Выбрать главу

– Господи, – сказал я вслух.

– Это ты мне? – сказал голос рядом со мной.

Я обернулся. Это был мистер Ле Ренж. У него было такое выражение лица, как будто он только что вошел в дверь туалета, не открывая ее.

– Какого хрена ты здесь делаешь? – спросил он.

– Я должен готовить это, мистер Ле Ренж. Я должен был узнать, что в нем.

Сначала он ничего не сказал. Он посмотрел налево, потом направо, и казалось, что он делал все возможное, чтобы контролировать свой гнев. В конце концов, он резко вздохнул своей правой ноздрей и сказал:

- Все равно. Разве ты не понимаешь?

– Что? Все равно?

– Мясо... неважно, откуда оно берется. Человеческие ноги такие же, как коровьи, свиные или козлиные. Ради всего святого, это всего лишь белок.

Я указал на крошечную руку, торчащую из мешанины плоти:

- Это ребенок. Это человеческий ребенок. Это просто белок?

Мистер Ле Ренж потер лоб, словно не мог понять, о чем я говорю.

– Ты же съел один из гамбургеров.

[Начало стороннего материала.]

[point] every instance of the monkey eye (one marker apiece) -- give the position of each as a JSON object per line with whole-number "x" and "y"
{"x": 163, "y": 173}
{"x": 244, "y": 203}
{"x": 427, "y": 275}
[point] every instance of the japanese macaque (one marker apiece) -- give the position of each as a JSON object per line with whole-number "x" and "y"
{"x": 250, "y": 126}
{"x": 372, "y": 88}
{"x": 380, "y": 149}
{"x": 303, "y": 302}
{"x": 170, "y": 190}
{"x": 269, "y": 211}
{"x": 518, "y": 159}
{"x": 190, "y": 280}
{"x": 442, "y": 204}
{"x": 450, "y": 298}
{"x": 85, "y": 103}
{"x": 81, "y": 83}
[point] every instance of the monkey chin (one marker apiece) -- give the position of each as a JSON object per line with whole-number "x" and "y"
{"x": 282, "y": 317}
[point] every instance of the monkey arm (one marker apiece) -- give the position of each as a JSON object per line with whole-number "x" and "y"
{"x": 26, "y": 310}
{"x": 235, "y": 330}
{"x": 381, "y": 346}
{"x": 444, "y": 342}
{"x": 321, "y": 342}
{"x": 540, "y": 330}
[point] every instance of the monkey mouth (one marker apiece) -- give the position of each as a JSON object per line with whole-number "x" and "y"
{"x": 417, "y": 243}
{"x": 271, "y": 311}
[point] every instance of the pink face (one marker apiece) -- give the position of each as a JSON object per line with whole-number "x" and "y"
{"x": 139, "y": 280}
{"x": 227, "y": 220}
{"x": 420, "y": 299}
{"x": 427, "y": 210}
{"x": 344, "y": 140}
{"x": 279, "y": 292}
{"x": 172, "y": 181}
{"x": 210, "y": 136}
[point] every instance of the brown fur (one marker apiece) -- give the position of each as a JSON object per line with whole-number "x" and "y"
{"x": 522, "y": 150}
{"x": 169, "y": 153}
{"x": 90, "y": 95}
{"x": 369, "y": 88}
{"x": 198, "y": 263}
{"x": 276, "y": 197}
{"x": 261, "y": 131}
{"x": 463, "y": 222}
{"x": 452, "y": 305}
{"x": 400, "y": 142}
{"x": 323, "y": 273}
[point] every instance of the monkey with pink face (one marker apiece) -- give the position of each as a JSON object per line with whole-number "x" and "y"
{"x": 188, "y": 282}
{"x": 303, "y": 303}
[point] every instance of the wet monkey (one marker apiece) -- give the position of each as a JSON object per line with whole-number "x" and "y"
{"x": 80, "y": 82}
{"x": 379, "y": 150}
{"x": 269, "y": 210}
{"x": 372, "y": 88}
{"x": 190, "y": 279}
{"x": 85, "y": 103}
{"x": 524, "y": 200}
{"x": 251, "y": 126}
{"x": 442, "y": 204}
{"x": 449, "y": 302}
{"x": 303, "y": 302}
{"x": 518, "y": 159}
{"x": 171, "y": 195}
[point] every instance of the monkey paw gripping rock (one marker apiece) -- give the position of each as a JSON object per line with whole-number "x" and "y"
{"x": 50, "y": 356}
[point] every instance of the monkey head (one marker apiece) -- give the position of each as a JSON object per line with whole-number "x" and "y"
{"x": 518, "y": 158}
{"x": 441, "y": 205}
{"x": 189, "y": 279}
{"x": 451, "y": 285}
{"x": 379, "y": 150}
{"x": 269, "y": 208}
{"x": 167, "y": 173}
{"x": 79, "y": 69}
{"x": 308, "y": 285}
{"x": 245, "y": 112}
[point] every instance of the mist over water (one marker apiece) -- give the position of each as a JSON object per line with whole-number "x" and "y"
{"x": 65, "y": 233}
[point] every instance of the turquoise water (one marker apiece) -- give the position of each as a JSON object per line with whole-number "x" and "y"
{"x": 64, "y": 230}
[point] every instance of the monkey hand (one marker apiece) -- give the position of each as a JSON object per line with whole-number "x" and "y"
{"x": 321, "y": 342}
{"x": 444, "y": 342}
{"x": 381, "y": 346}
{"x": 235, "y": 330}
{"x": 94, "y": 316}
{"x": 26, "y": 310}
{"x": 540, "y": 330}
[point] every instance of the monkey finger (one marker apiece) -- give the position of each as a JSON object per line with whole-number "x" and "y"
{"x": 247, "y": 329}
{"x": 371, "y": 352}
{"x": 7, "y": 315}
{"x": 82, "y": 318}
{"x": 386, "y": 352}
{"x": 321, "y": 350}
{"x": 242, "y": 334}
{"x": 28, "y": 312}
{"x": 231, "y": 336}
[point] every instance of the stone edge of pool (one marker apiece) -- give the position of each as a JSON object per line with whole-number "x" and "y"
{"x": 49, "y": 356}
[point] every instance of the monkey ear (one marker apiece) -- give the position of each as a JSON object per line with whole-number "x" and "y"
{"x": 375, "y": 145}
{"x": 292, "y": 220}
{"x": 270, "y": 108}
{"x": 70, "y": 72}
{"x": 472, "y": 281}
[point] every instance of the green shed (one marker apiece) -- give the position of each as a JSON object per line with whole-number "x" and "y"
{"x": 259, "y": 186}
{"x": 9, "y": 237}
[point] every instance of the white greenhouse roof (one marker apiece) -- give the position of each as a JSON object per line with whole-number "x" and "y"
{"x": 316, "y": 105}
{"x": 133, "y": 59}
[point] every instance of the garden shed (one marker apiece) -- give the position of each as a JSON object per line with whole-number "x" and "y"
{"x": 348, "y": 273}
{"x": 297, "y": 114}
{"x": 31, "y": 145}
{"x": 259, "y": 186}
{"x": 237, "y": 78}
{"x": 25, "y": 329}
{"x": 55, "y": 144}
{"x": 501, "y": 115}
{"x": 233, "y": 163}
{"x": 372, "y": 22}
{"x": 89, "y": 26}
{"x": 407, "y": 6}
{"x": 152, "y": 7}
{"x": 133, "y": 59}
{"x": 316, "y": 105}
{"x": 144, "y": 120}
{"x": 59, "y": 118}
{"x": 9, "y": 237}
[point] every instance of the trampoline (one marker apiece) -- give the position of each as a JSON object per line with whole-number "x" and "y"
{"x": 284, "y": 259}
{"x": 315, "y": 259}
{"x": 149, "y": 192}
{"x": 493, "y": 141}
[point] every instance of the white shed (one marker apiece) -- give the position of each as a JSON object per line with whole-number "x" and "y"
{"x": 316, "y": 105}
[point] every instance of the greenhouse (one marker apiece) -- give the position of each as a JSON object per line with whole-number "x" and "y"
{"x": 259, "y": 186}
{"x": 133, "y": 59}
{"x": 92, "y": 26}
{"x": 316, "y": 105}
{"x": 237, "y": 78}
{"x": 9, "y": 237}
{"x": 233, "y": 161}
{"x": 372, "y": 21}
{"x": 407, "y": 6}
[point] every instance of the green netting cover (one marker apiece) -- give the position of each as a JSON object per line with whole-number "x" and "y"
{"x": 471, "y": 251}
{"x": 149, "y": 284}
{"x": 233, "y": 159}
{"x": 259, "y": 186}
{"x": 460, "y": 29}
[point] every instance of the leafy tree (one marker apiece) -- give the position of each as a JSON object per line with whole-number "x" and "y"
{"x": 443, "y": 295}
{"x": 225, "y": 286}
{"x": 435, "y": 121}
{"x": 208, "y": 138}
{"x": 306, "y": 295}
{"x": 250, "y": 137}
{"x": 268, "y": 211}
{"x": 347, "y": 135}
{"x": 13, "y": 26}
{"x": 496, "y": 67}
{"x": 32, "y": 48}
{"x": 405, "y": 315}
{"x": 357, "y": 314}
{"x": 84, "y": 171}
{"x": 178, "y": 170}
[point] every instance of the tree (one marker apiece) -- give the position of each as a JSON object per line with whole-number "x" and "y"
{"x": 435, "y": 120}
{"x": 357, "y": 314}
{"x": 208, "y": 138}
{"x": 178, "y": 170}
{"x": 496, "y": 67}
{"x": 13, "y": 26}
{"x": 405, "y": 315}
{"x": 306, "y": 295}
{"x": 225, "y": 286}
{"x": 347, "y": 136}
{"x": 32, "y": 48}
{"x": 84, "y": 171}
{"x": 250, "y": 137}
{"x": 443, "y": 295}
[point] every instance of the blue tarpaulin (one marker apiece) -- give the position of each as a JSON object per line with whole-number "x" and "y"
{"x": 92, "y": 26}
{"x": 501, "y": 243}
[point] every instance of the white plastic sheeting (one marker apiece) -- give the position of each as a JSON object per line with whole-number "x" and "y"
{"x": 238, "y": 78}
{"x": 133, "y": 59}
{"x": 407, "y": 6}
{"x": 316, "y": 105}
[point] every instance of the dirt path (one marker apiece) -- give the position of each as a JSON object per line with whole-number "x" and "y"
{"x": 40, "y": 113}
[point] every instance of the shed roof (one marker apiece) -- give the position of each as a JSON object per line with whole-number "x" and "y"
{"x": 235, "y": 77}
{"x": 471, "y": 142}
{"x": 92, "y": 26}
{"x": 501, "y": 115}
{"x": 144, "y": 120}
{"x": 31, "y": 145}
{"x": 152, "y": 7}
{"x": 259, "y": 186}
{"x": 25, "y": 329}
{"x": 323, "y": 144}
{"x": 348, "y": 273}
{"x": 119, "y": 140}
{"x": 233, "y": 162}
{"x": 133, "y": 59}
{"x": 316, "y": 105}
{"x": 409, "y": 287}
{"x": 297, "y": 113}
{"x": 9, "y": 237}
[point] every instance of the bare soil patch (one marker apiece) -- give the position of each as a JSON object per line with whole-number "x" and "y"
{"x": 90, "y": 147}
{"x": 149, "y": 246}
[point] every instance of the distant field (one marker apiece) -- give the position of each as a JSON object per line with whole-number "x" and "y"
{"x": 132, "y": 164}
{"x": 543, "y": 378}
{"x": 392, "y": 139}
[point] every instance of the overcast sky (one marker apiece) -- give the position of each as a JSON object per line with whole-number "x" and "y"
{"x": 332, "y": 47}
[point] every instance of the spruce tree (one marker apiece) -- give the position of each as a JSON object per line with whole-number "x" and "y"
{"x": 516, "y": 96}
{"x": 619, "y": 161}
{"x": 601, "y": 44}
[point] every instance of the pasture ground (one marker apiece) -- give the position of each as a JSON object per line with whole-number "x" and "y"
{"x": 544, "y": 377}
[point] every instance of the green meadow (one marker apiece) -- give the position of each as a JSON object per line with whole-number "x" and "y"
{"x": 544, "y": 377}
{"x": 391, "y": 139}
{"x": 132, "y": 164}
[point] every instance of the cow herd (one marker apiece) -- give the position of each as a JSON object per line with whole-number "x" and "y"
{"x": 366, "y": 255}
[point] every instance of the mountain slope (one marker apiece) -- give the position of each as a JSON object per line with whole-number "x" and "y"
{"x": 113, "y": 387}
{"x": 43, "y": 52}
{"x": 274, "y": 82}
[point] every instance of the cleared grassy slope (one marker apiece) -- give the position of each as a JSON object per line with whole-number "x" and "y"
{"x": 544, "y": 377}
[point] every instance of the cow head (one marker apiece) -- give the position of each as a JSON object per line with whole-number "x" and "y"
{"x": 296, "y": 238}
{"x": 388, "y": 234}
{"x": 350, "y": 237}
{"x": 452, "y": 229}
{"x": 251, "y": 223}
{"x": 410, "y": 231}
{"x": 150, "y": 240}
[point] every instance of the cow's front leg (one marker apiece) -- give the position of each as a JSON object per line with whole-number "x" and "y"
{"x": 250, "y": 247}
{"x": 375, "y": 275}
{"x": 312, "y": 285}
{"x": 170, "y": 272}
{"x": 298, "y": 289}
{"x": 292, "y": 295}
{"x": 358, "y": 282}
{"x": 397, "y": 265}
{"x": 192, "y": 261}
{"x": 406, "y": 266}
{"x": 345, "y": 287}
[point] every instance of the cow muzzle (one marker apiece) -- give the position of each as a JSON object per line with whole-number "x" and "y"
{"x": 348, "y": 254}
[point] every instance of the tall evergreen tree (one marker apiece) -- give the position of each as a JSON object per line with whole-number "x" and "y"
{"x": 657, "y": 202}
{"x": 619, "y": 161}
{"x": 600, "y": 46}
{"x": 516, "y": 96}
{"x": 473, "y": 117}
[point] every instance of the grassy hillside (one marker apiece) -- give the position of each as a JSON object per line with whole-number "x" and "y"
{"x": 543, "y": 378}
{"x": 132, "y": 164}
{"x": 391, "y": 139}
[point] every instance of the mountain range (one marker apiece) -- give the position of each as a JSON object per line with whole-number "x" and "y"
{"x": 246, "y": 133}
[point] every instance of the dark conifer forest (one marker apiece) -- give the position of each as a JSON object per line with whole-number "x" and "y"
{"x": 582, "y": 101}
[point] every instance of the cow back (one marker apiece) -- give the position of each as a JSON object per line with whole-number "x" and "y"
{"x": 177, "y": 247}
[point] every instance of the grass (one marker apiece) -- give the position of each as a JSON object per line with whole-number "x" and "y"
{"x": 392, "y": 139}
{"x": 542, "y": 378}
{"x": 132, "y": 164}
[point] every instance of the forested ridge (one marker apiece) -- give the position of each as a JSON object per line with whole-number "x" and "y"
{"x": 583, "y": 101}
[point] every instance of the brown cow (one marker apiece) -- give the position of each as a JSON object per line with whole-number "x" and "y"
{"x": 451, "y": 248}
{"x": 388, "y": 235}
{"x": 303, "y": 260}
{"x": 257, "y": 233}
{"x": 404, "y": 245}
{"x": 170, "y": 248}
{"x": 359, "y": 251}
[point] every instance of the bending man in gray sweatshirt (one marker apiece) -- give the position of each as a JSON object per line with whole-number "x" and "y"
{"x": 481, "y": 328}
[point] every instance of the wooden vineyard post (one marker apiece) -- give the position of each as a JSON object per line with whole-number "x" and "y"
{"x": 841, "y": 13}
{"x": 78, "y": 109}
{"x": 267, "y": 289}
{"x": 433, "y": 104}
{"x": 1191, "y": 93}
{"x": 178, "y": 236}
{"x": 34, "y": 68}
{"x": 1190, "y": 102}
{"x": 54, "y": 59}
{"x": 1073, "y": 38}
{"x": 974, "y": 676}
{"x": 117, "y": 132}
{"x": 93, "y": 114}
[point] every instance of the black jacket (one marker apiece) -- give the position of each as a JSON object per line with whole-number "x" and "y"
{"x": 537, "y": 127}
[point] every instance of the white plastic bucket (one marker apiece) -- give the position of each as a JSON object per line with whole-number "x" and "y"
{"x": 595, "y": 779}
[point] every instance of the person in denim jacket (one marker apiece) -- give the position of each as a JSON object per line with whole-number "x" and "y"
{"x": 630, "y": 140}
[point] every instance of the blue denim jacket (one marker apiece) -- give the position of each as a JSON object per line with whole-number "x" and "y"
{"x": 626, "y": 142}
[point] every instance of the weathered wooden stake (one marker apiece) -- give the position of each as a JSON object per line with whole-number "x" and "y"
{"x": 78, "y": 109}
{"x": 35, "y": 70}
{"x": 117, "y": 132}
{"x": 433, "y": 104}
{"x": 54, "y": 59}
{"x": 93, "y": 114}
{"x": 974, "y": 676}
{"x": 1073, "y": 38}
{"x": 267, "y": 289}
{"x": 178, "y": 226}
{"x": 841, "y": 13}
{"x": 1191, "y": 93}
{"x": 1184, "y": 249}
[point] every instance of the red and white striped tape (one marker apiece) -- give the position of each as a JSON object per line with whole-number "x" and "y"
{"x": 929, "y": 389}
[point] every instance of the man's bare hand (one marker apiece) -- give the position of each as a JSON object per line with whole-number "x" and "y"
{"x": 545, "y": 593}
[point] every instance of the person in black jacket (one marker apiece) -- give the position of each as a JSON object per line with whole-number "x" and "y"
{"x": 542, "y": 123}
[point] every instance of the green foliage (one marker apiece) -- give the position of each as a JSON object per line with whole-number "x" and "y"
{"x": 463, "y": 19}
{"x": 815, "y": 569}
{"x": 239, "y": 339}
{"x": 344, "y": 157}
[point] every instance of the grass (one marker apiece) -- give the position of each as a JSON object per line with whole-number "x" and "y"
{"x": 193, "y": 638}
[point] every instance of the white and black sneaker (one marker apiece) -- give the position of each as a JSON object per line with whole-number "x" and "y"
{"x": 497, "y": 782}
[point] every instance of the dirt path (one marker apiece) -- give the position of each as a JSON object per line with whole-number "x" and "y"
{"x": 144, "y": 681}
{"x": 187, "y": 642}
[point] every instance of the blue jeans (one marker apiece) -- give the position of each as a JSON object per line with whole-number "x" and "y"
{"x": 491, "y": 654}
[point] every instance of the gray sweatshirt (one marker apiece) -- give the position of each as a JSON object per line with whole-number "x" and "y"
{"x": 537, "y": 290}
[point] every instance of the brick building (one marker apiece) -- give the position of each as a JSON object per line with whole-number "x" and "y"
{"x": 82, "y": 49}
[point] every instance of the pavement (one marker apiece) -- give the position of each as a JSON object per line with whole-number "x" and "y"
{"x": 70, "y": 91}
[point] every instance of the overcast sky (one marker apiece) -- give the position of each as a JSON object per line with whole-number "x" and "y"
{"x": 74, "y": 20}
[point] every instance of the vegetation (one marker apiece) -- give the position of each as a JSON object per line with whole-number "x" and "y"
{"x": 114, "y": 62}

Ты же знаешь, какие они вкусные.

– Посмотрите на это!

Я накричал на него, и теперь три или четыре работника обернулись и стали бросать на меня не слишком дружелюбные взгляды.

– Это дерьмо! Это полное и полнейшее дерьмо! Нельзя кормить людей мертвым скотом, мертвыми младенцами и ампутированными ногами! – продолжил кричать я.

– Правда? А почему, черт возьми, и нет? Ты действительно думаешь, что это хуже того дерьма, которое подают во всех рыгаловках? Они используют больных дойных коров, полных червей, сосальщиков и всякого дерьма. По крайней мере, в человеческой ноге нет кишечной палочки. По крайней мере, абортированный ребенок не будет накачан стероидами.

– Вы не думаете, что есть все-таки разница?! Посмотритe на это! Ради всего святого! Мы говорим о каннибализме!

Мистер Ле Ренж рукой откинул назад волосы и нечаянно обнажил лысину.

– Крупные компании быстрого питания закупают мясо в самых дешевых магазинах. Я же не покупаю свое мясо. Мне платят за то, чтобы я забрал мясо. Больницы, фермы, автомастерские, клиники для абортов. У всех избыток белка, с которым они не знают, что делать. Поэтому появляется "БиоГлин" и избавляет их от всего, от чего они не знают, как избавиться. A потом мы просто перерабатываем это.

– Вы больны, мистер Ле Ренж.

– Нет, Джон. Нисколько. Это практично. Tы съел человеческое мясо, которoe я тебе предложил, и тебе стало плохо? Нет, конечно, нет. На самом деле я считаю "Вкуснейшие бургеры Тони" пионерами действительно приличной еды.

Пока мы разговаривали, производственная линия остановилась, и вокруг нас собралась небольшая толпа работников, все с тесаками и обвалочными ножами.

– Tы не заставишь ни одного из этих людей сказать против меня хоть слово. Им платят в два раза больше, чем любым другим мясникам в штате Мэн. Или в любом другом штате, поверьте мне. Они никого не убивают, никогда. Они просто режут мясо, чем бы оно ни было, и делают это чертовски хорошо!

Я подошел к одному из огромных чанов из нержавеющей стали, в котором мясо измельчалось в блестящую розовую жижу. Мужчины начали окружать меня, и я начал серьезно опасаться, что тоже могу стать такой же розовой жижей.

– Вы понимаете, что мне придется сообщить об этом в полицию и Министерство сельского хозяйства США, – предупредил я мистера Ле Ренжа, хотя мой голос стал примерно на две октавы выше обычного

– Я так не думаю, – сказал мистер Ле Ренж.

– Итак, что же вы собираетесь делать? Выпотрошить меня и измельчить?

Мистер Ле Ренж улыбнулся и покачал головой; и именно в этот момент мясник, который выгуливал собаку, вошел, а его адское чудовище все еще натягивало поводок.

– Если бы кто-нибудь из моих людей прикоснулся к тебе, Джон, это было бы убийством, не так ли? Но если Цербер сорвется с ошейника и побежит за тобой – что бы я мог сделать? В конце концов, это очень сильная собака. И если бы у меня было двадцать или тридцать свидетелей, которые могли бы поклясться, что ты его спровоцировал...

Собака так сильно тянула поводок, что чуть было не задохнулась, а ее когти скользили по окровавленному металлическому полу. Никогда не видел такого отвратительного скопления зубов и мускулов за всю свою жизнь, и его глаза отражали свет, как если бы он был запечатлен на фотографии со вспышкой.